Educators and school systems have a responsibility to protect students from bullying on school grounds or on school time, and many in the profession would want to shield their students from the efforts of bullies even if it wasn’t a requirement. Because bullying now has the potential to be a 24/7 problem that blurs the lines between personal and school time, educators and the institutions that employ them have to maintain constant vigilance. Bullying can happen inside classrooms, whether from school-owned computers or mobile devices used at lunch or between class periods. Just as educators have to break up in-person fights and efforts to humiliate their charges, they need to be aware of what happens on social media as well. Tools that archive social networking data on granular, searchable levels are crucial to an effective social media policy for schools.
The Tyler Clementi story
Tyler Clementi was a freshman at Princeton University in New Jersey in the fall of 2010, adjusting to the next step of his educational career and college life. Clementi asked his roommate for a night of privacy in late September, soon after the semester had started. What Tyler didn’t know was his roommate, Dharun Ravi, had a webcam with a view of most of their shared living space attached to his computer. Ravi activated that camera and, according to The New York Times, posted the following message on Twitter: “Roommate asked for the room till midnight. I went into molly’s room and turned on my webcam. I saw him making out with a dude. Yay.”
“Clementi committed suicide three days after that initial broadcast.”
Ravi watched the stream and shared it with others. It was quickly a topic of conversation in the dormitory, and Ravi attempted the second stream two days later. Clementi committed suicide three days after that initial broadcast.
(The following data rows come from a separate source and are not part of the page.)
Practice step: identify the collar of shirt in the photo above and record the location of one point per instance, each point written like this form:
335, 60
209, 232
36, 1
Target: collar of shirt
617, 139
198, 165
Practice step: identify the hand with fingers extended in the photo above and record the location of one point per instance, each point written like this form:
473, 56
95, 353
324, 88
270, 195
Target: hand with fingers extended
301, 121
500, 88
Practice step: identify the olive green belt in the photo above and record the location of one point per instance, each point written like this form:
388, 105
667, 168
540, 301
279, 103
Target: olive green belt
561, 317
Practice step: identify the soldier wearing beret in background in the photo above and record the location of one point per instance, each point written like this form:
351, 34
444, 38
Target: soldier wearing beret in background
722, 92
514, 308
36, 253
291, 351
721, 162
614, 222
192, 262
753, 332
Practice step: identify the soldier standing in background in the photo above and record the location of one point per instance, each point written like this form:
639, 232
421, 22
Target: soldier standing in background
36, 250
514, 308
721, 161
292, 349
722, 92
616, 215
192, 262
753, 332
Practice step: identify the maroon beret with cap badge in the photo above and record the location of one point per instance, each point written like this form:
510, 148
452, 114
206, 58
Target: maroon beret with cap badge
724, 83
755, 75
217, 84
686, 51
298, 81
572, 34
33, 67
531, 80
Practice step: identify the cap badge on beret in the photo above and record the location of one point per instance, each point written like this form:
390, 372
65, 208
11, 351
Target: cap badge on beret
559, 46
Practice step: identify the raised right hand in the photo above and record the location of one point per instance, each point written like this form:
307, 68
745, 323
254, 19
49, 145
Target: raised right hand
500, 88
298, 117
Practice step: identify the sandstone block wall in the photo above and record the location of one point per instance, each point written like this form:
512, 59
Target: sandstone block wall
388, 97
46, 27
As the Tyler Clementi foundation pointed out, Clementi had just recently started discussing his sexuality with close friends, and only found out about Ravi’s actions after seeing his roommate’s tweets. Clementi realized he was the topic of gossip and, from some, ridicule. The bullying wasn’t a traditional one-to-one or many-to-one assault on Clementi. However, it was severe and extremely harmful. The ridicule he faced on social media, along with the souring of a new and important social environment and the illegal invasion of his privacy, put an untimely end to a promising young life. A young man described as sweet and shy by friends and family, who was an accomplished musician excited to continue on that path at Princeton, was denied that chance because of bullying.
School boards and educators have to protect students in the new digital era
Combating cyberbullying isn’t as simple as breaking up a fight or counseling a student who has obviously been upset by something said in person. Social media can create conditions that drive students to drastic, tragic measures without the obvious warning signs. A modern approach to bullying, both in person and through the Internet, is crucial for protecting students and for complying with state and federal laws. Social media monitoring that can provide granular, searchable results is crucial to demystify the web of social networks that may be common to students but are often foreign to educators and school boards.
With the right tools and strong, comprehensive policies, school systems can better protect their charges and ultimately create safer environments for education and personal growth. Adolescents are often sensitive to bullying, sometimes with tragic consequences. The right approach on the part of school boards and individual institutions goes a long way toward protecting students in all aspects, be it a fight in the lunchroom or the spread of harmful rumors across the Internet. As social media continues to integrate itself into all levels of society, it’s imperative that educators understand how to manage student interaction with such networks.